Illiterate and never been interested in any forms of art, he started painting and chiselling trees and stones extracted from rock walls, developing an “unaware” form of expression that allowed him to live his memories subliming them.
The single subjects of his art are human heads of every seize and shape.
His sculptures are various and they represent known and unknown characters. He gave them invented names and they symbolized the subjects of the reign where he was the “King”. In fact, Filippo loved to be called by people “His Excellency”.
In the middle of the estate there is Bentivegna’s house, whose walls are decorated with sketches reminding his American experience, in particular, you can admire a big fish containing a smaller fish in his belly which perhaps represents the ship that lead him to New York. Filippo was very fond of one of his work he called “The Enchantment Key”.
People say he used to wander around city streets with a short stick in his hand that he held like a scepter proclaiming himself “Lord of the Caves”, because of the numerous tunnels he used to dig looking for energy.

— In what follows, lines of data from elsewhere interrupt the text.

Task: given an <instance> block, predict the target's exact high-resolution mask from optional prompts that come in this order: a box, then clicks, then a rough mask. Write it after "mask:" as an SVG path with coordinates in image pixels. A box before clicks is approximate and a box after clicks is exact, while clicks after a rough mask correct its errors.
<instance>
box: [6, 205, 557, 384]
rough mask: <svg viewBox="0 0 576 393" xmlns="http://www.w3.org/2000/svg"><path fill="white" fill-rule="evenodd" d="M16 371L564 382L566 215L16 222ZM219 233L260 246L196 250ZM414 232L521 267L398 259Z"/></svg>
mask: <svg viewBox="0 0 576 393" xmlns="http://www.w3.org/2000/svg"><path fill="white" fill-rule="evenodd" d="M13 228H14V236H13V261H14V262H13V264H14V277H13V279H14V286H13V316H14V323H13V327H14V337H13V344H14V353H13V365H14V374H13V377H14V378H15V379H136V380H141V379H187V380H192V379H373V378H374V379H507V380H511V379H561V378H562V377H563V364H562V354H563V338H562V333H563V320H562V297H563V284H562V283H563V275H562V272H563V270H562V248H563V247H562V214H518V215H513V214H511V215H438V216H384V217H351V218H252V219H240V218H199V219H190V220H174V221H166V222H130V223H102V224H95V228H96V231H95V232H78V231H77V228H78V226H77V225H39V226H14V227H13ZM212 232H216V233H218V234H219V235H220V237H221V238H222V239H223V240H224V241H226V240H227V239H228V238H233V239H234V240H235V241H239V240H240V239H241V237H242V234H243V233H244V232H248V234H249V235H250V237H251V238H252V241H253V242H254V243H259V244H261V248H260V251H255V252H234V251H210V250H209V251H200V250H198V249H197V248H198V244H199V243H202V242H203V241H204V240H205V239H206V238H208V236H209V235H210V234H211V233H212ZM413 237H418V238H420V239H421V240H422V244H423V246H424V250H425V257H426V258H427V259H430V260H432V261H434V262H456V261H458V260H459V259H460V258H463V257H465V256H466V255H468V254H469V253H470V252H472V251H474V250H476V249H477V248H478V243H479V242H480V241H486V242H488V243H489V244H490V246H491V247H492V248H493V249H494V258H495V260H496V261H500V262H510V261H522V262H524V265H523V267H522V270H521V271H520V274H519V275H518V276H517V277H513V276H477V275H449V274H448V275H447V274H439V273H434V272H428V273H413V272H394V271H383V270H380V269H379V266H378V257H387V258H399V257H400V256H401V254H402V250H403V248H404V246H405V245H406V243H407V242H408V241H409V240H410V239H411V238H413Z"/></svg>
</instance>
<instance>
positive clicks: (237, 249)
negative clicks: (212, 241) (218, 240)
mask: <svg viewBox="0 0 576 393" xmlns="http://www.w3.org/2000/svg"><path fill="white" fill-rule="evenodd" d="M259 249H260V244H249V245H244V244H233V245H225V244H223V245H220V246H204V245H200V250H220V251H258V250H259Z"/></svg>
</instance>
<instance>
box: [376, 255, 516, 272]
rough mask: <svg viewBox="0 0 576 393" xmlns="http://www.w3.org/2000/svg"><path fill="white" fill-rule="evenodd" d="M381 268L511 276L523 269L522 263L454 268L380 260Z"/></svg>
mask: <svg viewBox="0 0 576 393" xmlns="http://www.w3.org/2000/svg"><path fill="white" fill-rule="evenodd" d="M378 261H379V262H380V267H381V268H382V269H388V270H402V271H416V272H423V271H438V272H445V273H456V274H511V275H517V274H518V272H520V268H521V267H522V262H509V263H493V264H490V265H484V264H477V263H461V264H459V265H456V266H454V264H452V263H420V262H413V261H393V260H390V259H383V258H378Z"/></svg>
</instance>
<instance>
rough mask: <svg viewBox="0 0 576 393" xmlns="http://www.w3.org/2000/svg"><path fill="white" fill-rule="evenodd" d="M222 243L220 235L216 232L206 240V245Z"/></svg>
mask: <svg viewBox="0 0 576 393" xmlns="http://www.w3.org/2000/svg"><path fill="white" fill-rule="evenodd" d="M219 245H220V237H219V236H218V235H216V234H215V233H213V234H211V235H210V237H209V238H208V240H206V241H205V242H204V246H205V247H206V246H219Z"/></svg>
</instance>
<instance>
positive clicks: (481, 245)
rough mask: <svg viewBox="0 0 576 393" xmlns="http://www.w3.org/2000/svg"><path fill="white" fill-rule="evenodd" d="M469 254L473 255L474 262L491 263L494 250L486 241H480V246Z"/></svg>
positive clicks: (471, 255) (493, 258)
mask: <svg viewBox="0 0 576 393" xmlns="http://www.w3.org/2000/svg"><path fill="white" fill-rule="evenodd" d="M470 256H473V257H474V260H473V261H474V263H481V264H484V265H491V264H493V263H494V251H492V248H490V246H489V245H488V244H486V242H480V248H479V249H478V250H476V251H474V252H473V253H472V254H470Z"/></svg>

Filippo Bentivegna spent most of his life in his own estate and he remained there, in solitude, until his death on 1 March 1967.
The following year of Bentivegna’s death, while his work was abandoned and sometimes object of theft and looting, a coworker of Jean Debuffet (an expert of Art Brut) went to Sciacca and recognized the work’s artistic importance of the “Fool of Sciacca”.
A few sculptures of F. Bentivegna are exhibited in the “Art Brut Museum” of Losanna, made in memory of Debuffet.